Hash Table
A hash table is a data structure which maps keys to values. It uses a hash
function which finds an index based on the key and stores the value in a
"bucket" or "slot". In an ideal situation, each bucket will only contain one
value but this is not always the case. In the instance of a collision two keys
can reside in the same bucket which can ultimately degrade the hash table
performance to O(n) at worst case.
When building a hash table it's important to maintain a good balance between
the number of entries and number of buckets used. We can determine this "load
factor" by dividing the number of entries by the number of buckets. A larger
load factor points to a slower hash table.
Hash Functions
Having a good hash function is incredibly important to a hash table. Hash
functions determine how to distribute values into the hash table and a poor
distribution will lead to fast degradation.
A common pattern in hashing will follow the formula index = f(key, array_size)
.
Our function f()
then could be:
hash = hashfunc(key)
index = hash % array_size
This concept allows the hash to be independent of the size of the underlying
array.
It's incredibly hard to have a perfect hash function without knowledge of the
input but in the case that all keys are known ahead of time it is possible to
build a "perfect hash function" which has no collisions.
Collision Resolution
Collisions are almost guaranteed to happen in a hash table with an unknown set
of keys.

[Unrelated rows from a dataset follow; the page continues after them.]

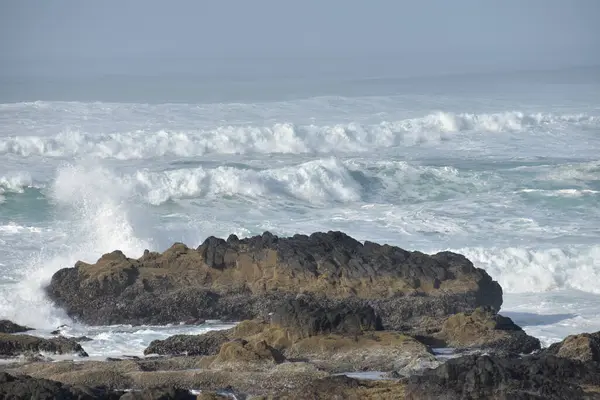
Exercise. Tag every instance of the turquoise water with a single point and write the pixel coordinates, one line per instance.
(508, 174)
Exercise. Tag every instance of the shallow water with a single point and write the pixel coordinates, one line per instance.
(507, 174)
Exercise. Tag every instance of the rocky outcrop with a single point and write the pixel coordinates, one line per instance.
(206, 344)
(14, 345)
(306, 319)
(583, 347)
(237, 279)
(26, 387)
(333, 352)
(342, 388)
(7, 326)
(492, 377)
(482, 329)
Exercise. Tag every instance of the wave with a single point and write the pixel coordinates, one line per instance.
(562, 192)
(522, 270)
(281, 137)
(321, 181)
(14, 183)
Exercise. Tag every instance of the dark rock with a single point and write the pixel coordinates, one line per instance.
(237, 279)
(491, 377)
(13, 345)
(242, 351)
(307, 320)
(583, 347)
(159, 394)
(206, 344)
(7, 326)
(342, 387)
(482, 329)
(26, 388)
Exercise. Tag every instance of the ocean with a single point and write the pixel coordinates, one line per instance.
(504, 168)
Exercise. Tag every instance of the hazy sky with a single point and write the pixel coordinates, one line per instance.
(106, 36)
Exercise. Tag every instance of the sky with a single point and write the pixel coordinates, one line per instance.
(150, 36)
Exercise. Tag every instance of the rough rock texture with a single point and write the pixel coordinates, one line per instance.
(583, 347)
(483, 329)
(26, 388)
(159, 394)
(7, 326)
(206, 344)
(491, 377)
(307, 320)
(342, 388)
(14, 345)
(368, 350)
(237, 279)
(241, 351)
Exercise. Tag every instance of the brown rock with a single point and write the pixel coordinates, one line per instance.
(482, 329)
(13, 345)
(583, 347)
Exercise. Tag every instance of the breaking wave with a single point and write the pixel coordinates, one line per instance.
(522, 270)
(280, 137)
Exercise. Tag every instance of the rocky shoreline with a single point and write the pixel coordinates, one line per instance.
(311, 309)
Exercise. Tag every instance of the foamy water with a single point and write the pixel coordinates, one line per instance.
(509, 178)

Luckily there are a number of strategies that can be implemented in
order to mitigate collisions.
Separate Chaining
Separate chaining is the process of storing matching keys in a list-type data
structure. In this case finding the bucket can be done in constant time and
finding the correct key is dependent on the structure used within. It should
be said that the structure you use shouldn't be one that expects to store a
large number of items. If your bucket sizes are that large then there is
something wrong with the hash function you're using and should evaluate there
first.
A linked list is a common structure for storing these values. They can be used
to traverse the bucket based on linked-list complexity times. While there is
some overhead storing a pointer to the next node they still are a valid option
for handling this chaining.
Balanced binary search trees can be another good option but the needs of the
system should be thought about first. While this will give the bucket an O(lg n)

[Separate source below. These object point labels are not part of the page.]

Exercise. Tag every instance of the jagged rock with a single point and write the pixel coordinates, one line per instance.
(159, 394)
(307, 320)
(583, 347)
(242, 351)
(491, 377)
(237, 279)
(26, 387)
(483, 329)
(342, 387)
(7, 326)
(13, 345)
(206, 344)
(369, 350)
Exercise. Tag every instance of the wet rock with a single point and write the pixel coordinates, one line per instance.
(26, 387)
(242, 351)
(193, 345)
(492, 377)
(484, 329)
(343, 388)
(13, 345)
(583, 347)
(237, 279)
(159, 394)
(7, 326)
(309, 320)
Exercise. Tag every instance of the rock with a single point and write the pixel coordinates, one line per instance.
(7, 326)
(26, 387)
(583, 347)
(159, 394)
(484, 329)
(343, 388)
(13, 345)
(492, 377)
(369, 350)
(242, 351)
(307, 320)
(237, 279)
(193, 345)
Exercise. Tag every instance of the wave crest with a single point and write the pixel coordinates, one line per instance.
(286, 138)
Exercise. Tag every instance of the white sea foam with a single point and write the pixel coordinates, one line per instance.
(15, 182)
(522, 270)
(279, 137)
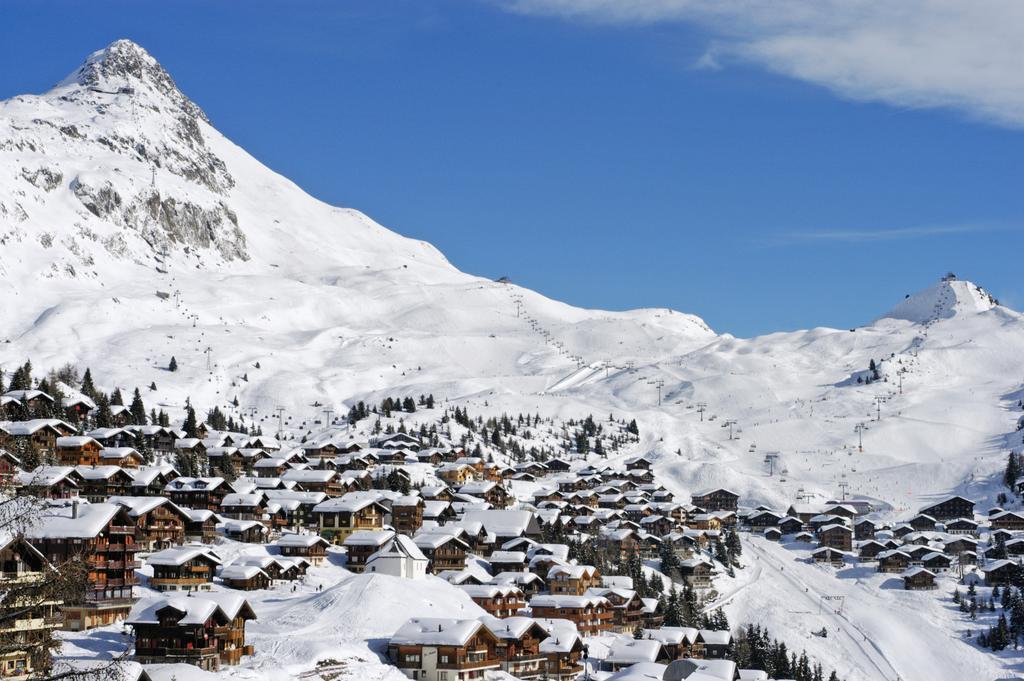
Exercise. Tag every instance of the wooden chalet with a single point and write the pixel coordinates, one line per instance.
(183, 568)
(28, 613)
(717, 500)
(407, 514)
(426, 648)
(591, 614)
(337, 518)
(310, 547)
(950, 508)
(206, 631)
(159, 522)
(102, 535)
(519, 646)
(919, 579)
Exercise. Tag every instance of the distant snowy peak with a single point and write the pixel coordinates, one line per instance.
(125, 68)
(948, 298)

lookup time it may take more memory for that guarantee.
Open Addressing
Open addressing stores all entries in the bucket array itself and inserts new
entries based on a probing sequence. It then uses this same probing sequence
when searching for entries later. Some of the well known probing sequences
include:
- Linear Probing: Interval between probes is fixes (usually 1)

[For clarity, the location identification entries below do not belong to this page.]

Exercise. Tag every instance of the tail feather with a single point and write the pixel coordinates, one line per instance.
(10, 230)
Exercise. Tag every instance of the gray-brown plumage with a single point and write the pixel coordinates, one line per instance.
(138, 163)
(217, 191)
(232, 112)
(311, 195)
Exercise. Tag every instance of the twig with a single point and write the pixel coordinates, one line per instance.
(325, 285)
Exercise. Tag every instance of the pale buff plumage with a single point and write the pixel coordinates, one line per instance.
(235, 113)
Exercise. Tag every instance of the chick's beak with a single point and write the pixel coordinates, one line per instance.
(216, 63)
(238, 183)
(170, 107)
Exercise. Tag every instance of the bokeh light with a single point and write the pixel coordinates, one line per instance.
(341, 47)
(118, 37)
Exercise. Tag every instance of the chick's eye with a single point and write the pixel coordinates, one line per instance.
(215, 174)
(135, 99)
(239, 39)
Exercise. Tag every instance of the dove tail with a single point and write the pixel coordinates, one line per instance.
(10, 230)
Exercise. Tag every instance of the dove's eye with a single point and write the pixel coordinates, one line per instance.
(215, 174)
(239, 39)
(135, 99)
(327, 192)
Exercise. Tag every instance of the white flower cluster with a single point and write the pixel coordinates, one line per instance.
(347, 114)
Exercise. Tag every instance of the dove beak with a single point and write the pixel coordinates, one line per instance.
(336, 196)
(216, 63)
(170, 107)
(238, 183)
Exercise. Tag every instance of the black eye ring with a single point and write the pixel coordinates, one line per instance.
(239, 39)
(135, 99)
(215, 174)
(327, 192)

- Quadratic probing: Interval between probes is increased by adding the
successive outputs of a quadratic polynomial to the starting value given
by the original hash computation
- Double hashing: Interval between probes is computed by a second hash function
Unfortunately this approach may require dynamic resizing since a growing load
factor makes this almost unusable. On the other hand it decreases the time
needed to allocate each new entry.
Dyanamic Resizing
Dynamic Resizing is the act of resizing the hash table itself as the load
factor grows. In a lot of applications, a loadfactor of 2/3 is a good point to
consider a resize so the hash table retains it's optimized state. Since
inserts are the only time a table becomes larger the resizing would be run at
this stage. Since changing the size of the underlying array will result in
hashes changing, resizing also includes rehashing or rebuilding the existing
hashes.
In many cases the entire table can be copied to a newly allocated array and
still perform well enough. In other cases such as real-time systems though
this penalty can be costly and an incremental approach needs to be taken. This
approach may follow a pattern:
- Allocate a new hash table and keep the old table
- Inserts will be placed in the new hash table
- Lookups will check both tables as they exist
- After an insert, a set number of entries will be copied to the new hash
table
- Deallocate old hash table once all entries have been copied over
Use Cases
Because most cases of the hash table have such fast lookups, hash tables are
used incredibly often. Some of the common use cases for a hash table may be an
associative array, database indexing, caches, and sets.
Time Complexity
Case |
Average |
Worst Case |
Space |
O(n) |
O(n) |
Search |
O(1) |
O(n) |
Insert |
O(1) |
O(n) |
Delete |
O(1) |
O(n) |